John Foreman

What the Russian spy ship exposed

Credit: Ministry of Defence

Britain is heavily dependent on its underwater infrastructure. Ninety-nine per cent of our digital communications overseas are carried through subsea fibre optic cables.

Significant damage to them at the hands of malign actors would jeopardise our way of life. Defence Secretary John Healey reported to parliament on an incident last November when a Russian spy ship, Yantar, was detected ‘loitering over UK critical undersea infrastructure’ off Cornwall, a chokepoint for trans-Atlantic underwater communications. After the rapid deployment of ships, aircraft and submarines by Britain, Yantar took the hint to leave and is now, after a spell in the Mediterranean, on her war back home with the Royal Navy closely monitoring her movements.

Russian mischief is not new. The Soviet Union invested heavily in capabilities to sabotage Nato’s critical infrastructure (just as the UK cut the copper telegraph lines connecting Germany to the United States at the start of the first world war). That money also allowed the Soviets to map Nato’s critical undersea systems.

Putin has maintained Russia’s focus on the underwater. It today deploys a fleet of specialist submarines, naval ships and auxiliaries that use an array of sensors, manned and unmanned underwater vehicles. Yantar for example can send a crewed submersible down to below 20,000 feet.

The November incident was the latest of many over the last 20 years; Yantar has been a regular visitor to UK and Irish waters. In 2023, Ben Wallace the then defence secretary, pointed out that Russian submarines ‘in the North Atlantic and in the Irish Sea and in the North Sea [have been] doing some strange routes that they normally wouldn’t do’.

The Royal Navy is tasked with protecting critical undersea infrastructure. A new ocean surveillance ship, RFA Proteus, was used during the Yantar incident. The UK has also started an operation with its partners in the ten-nation Joint Expeditionary Force to track threats to undersea infrastructure, monitor the movements of the Russian shadow fleet suspected of damaging Baltic infrastructure, and issue real-time warnings of suspicious activity.

At the Nato Vilnius summit in 2023, the alliance established a new base on the outskirts of London for robust coordination, monitoring and countering of malign threats, and to deny any aggressor the cover of plausible deniability. Nato has also sent ships and aircraft to the Baltic.

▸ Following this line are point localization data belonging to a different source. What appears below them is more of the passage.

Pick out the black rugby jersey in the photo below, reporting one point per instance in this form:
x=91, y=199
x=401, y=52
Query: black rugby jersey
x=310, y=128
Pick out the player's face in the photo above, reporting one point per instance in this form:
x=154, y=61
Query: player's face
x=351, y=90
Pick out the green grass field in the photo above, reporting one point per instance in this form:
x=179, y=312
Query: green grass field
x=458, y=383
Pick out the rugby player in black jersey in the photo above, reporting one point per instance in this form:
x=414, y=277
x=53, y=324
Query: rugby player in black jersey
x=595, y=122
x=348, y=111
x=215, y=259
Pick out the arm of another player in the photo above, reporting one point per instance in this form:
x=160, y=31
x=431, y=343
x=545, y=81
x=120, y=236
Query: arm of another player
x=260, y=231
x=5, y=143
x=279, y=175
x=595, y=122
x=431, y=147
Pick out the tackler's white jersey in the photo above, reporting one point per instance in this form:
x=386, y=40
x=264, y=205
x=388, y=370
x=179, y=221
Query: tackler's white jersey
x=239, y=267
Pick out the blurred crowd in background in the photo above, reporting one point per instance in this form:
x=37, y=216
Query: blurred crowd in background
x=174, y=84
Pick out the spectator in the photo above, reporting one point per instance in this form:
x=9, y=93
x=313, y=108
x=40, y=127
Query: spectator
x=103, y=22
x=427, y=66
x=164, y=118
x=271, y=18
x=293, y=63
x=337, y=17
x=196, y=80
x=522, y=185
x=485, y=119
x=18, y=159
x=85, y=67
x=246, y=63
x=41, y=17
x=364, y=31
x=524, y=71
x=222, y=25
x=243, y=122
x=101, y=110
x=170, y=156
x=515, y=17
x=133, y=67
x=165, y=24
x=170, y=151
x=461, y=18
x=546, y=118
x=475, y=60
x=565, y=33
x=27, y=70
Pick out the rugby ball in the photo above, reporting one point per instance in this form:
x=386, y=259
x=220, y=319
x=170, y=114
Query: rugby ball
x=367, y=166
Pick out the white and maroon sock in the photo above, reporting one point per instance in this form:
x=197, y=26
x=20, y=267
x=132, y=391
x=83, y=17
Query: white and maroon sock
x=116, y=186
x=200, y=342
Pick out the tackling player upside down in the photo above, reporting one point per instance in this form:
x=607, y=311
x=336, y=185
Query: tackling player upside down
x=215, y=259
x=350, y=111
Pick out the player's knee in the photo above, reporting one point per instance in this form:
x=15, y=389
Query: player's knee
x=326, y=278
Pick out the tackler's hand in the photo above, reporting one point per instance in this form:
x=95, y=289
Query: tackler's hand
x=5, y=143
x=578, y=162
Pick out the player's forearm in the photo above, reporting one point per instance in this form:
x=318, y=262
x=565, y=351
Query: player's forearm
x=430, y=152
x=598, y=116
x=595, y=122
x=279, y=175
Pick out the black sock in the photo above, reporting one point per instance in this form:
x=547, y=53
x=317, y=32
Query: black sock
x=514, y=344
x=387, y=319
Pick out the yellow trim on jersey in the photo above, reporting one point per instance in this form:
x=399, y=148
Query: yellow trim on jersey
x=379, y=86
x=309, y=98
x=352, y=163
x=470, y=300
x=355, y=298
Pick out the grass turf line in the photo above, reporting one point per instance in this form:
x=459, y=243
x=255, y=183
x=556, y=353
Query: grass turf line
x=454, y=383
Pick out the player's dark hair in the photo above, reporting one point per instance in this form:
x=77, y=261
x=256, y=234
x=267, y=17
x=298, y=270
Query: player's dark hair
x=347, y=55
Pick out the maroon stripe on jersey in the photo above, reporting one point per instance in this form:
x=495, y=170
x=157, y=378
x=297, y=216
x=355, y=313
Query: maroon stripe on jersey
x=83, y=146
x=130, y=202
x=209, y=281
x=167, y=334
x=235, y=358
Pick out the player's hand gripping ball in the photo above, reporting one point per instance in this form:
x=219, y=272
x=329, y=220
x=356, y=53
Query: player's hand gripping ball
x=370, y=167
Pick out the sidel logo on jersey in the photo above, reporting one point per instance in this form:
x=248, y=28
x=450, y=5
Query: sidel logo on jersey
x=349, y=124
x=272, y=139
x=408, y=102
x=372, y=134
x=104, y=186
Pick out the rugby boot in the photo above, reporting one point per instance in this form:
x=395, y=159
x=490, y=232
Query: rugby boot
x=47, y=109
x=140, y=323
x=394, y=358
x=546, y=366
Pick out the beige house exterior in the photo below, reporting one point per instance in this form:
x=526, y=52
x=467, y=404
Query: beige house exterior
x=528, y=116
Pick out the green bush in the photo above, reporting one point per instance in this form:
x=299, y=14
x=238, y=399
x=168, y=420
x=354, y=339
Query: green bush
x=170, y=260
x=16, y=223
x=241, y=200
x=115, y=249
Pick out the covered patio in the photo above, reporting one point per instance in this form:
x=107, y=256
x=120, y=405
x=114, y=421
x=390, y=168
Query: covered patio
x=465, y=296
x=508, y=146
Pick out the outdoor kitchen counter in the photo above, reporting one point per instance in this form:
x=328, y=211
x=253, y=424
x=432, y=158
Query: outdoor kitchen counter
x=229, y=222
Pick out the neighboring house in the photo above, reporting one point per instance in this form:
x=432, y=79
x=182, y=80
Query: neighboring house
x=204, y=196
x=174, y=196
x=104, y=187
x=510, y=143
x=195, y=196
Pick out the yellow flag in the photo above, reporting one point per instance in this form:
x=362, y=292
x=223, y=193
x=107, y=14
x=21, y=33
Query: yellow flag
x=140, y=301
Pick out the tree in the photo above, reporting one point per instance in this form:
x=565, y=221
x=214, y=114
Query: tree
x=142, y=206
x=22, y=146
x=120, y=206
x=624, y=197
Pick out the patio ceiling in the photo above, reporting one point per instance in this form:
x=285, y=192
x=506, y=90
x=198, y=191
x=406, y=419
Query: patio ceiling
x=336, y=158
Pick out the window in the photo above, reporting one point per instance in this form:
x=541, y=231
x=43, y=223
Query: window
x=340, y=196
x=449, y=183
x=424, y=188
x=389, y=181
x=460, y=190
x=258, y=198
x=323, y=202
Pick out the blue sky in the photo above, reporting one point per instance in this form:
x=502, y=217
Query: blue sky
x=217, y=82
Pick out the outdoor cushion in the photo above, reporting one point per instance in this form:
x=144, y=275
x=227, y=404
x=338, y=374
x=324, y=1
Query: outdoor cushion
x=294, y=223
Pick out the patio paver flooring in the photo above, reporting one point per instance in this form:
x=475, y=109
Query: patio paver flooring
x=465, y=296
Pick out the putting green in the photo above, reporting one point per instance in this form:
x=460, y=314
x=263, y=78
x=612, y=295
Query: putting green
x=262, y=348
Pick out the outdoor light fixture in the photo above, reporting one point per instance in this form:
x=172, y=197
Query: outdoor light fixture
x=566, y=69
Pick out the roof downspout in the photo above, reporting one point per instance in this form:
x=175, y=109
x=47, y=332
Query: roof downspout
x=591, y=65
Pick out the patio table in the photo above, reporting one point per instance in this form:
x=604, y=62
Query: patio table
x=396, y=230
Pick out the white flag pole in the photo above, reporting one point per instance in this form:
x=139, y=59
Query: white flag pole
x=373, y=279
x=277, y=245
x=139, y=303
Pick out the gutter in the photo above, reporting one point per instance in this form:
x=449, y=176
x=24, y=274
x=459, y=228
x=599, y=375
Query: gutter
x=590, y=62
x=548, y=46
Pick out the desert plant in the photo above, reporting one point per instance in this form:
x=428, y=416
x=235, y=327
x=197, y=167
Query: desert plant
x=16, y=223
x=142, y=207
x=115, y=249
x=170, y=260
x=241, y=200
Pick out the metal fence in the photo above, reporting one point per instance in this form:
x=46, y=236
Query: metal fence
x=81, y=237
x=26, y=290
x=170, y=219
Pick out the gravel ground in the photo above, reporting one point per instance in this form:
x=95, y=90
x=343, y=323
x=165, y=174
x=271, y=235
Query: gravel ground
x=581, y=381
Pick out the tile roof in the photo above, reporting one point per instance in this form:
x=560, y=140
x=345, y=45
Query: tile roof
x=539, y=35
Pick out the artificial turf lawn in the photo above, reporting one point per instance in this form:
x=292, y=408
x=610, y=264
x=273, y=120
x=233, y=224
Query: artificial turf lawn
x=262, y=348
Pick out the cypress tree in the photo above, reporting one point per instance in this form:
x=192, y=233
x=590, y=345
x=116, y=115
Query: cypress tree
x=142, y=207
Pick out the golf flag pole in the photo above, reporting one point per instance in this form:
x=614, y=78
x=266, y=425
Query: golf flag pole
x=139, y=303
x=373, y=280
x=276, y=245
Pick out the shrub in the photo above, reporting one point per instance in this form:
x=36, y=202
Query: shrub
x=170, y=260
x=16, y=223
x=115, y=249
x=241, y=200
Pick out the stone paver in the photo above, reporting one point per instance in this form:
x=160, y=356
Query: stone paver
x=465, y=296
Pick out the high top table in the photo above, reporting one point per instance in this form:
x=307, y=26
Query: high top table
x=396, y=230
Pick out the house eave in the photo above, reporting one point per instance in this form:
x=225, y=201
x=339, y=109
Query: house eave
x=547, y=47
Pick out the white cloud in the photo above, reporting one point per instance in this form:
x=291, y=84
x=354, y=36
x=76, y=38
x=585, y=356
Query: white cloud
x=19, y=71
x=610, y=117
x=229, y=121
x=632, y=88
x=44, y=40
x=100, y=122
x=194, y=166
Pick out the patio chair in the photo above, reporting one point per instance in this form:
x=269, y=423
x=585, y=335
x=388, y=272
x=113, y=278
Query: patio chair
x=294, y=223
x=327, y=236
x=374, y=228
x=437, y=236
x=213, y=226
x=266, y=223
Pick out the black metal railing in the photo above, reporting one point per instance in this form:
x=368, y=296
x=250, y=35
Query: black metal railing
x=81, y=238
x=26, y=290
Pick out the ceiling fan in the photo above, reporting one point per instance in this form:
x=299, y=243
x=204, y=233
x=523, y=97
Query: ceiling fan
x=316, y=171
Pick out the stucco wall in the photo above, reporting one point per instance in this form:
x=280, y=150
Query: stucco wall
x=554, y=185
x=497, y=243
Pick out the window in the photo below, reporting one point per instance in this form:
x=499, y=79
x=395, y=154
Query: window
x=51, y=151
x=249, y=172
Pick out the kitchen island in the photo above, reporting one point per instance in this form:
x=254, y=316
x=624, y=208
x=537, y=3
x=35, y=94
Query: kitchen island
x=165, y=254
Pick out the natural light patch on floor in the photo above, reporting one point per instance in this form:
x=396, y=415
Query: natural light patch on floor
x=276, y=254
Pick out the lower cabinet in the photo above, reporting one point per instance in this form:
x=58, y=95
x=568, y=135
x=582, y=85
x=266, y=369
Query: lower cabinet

The UK has a vital role in securing Europe’s maritime flank. In the Commons John Healey said that ‘those who might enter our waters with malign intent, or try to undertake any malign activity, know that we see them and know that they will face the strongest possible response’. For such a strong response to be credible will require sufficient ships, aircraft, and submarines ready to act. These have all been hollowed out over the last 30 years. The Strategic Defence Review is an obvious opportunity to ensure our vast, unseen, critical network of underwater infrastructure remains protected.